Nachmittags bei Gitta und Adi bei Kaffee und Kuchen. Wir reden über dies und das, auch über das Erlebnis gestern. Adi erzählt eine Geschichte aus Los Angeles vor rund fünfzig Jahren, als Frachter noch aussahen wie richtige Schiffe. Er war auf dem Stückgutfrachter WÜRTTEMBERG, und in der Stadt herrschte eine heillose Rattenplage. Unter anderem auch wegen der Kornspeicher, die den Tieren ausreichend Nahrung boten. Das Problem war mit normalen Mitteln nicht mehr zu beherrschen. Bis man eine ungewöhnliche, aber wirkungsvolle Methode fand. Sie war wirtschaftlicher als alle Alternativen und wirkte sehr schnell. Die Stadtverwaltung ließ ein paar Ratten fangen. Die wurden mit einer besonderen Farbe markiert, aber so, dass es nicht sogleich zu erkennen war.
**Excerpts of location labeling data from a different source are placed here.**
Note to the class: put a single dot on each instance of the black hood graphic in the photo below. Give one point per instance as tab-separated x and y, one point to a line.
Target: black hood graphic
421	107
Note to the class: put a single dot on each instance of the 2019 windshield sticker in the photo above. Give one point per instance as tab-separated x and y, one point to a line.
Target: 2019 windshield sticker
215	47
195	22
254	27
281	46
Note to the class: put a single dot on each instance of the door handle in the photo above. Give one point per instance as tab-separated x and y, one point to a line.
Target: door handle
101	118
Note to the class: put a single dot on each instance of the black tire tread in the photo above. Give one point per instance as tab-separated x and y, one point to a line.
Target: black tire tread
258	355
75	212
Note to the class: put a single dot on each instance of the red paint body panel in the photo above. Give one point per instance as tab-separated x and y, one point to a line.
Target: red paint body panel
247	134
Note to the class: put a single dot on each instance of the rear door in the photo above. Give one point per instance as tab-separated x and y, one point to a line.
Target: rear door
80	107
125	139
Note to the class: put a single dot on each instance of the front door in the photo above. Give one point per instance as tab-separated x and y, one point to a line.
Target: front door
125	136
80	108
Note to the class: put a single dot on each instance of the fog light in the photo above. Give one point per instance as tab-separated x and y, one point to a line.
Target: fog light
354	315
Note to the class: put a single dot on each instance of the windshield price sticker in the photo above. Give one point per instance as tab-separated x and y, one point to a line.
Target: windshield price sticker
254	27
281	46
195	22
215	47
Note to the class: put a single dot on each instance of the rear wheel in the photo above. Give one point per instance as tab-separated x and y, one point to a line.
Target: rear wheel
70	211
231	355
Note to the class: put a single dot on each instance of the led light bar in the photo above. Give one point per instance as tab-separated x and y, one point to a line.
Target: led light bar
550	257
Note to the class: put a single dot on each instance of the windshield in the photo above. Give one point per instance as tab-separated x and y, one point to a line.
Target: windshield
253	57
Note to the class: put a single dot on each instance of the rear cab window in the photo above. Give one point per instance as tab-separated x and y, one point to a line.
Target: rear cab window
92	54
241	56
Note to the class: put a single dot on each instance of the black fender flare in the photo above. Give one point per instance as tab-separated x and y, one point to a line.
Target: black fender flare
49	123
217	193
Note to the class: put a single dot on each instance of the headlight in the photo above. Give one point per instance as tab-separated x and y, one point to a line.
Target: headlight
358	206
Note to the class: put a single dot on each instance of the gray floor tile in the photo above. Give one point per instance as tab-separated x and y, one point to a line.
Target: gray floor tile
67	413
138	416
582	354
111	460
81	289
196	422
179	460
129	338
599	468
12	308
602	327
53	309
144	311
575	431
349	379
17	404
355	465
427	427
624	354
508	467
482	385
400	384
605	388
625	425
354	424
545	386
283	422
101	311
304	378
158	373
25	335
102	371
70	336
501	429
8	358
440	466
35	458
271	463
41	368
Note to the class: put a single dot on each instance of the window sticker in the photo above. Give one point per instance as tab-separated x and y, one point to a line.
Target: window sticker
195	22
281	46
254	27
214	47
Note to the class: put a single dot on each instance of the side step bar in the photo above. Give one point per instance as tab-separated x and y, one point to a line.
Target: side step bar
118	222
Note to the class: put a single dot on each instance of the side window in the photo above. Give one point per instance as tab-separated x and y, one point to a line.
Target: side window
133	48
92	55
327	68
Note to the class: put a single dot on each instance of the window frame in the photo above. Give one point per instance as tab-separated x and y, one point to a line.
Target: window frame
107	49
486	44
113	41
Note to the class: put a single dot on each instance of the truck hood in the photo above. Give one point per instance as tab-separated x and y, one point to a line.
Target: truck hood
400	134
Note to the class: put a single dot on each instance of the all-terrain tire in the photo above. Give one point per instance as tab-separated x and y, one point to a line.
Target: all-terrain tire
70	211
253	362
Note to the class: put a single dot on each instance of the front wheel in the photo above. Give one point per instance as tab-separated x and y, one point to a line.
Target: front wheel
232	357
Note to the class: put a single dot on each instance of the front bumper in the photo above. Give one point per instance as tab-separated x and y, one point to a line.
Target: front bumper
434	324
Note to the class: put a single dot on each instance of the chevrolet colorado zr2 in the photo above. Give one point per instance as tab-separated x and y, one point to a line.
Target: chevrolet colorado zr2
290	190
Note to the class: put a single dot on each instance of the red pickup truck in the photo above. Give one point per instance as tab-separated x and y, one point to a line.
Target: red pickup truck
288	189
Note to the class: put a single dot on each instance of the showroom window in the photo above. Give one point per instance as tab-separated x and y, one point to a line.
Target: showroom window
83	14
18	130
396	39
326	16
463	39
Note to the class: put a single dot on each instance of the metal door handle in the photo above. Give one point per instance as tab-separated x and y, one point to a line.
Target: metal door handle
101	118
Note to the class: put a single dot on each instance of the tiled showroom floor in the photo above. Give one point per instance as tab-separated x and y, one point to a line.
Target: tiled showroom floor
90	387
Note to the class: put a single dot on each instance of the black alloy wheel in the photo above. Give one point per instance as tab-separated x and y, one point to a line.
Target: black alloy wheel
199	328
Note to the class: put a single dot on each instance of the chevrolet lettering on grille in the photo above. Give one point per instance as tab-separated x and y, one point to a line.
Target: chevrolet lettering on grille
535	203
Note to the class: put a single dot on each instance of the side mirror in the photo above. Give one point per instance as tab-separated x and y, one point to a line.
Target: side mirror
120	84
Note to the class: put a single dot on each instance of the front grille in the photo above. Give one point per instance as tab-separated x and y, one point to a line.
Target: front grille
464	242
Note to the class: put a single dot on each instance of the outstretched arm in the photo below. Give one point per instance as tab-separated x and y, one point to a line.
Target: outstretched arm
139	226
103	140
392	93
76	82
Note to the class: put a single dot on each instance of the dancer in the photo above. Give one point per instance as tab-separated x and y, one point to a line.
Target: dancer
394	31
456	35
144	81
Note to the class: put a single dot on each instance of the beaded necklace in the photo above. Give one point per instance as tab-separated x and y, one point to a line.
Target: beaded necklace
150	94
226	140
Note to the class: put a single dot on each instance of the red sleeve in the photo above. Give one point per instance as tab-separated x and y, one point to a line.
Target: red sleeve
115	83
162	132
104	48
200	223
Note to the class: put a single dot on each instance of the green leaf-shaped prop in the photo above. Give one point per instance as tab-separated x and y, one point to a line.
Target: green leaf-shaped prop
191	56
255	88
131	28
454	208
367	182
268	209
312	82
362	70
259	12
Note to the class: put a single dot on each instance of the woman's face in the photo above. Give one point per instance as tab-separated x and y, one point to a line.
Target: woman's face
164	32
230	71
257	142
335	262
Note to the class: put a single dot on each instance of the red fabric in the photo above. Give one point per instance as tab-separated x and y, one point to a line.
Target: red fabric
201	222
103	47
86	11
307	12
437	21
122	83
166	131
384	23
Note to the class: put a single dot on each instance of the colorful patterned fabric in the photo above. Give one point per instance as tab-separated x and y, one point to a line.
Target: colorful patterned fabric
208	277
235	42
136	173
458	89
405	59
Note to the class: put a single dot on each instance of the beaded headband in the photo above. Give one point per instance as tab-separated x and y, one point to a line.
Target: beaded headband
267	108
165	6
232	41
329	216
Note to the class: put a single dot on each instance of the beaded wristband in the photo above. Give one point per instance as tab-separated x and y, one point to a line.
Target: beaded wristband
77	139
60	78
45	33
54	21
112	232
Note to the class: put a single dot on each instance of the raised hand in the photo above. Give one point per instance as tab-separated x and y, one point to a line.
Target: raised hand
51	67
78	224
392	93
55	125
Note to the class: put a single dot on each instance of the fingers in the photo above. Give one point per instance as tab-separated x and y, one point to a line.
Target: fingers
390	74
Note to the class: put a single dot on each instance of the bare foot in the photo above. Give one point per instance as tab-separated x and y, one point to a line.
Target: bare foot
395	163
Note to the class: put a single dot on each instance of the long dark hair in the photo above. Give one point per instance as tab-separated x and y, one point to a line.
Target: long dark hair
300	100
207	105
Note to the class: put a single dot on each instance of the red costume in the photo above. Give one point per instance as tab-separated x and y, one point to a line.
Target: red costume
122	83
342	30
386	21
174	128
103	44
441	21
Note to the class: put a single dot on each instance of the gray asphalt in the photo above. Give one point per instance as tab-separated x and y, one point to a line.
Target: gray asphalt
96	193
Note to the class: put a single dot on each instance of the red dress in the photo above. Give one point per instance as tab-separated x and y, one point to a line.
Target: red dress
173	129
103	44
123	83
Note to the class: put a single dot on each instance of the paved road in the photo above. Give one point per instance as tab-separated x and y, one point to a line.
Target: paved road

Bald hingen in der Stadt Plakate aus und es wurde auch in Radio und Fernsehen verkündet. Jeder, der eine markierte Ratte ablieferte, sollte eine Million Dollar bekommen. Damals war der Dollar - wenn die Erinnerung nicht trügt - 4,20 DM wert. Das Ergebnis: Die Ratten waren schnell dezimiert, denn vergleichbar dem Goldrausch, stürzen sich viele Glücksritter auf die Ratten.
Adi Born
Und Feuerwaffen hatten schon damals in Amerika fast jede Familie.
Wie so oft muss man seufzend eingestehen: Amerika, du hast es besser. Wenn nur das mit den Schusswaffen dort und dem Tierschutz hier nicht wäre. Jedenfalls hatte die Initiative schon einen gewissen Pfiff.
Bald waren Kaffee, Kuchen und Geschichten zu Ende. Adi gab noch einige andere Geschichten zum Besten. Davon später mehr.
Wer Adi nicht kennt: Adi Born, Ehrenmitglied im Verein Museumshafen Flensburg e.V. ist jahrelang zur See gefahren, auf Frachtseglern und Motorschiffen. Vor dem Mast und als Offizier. Heute ist er in Flensburg und darüber hinaus bekannt als begnadeter Modellbauer, vornehmlich von historischen Kleinseglern der Nord- und Ostsee. Frühere Berichte über seine Arbeit in den Hafenmeldungen betreffen den Bau des Ewers MARIE HF31.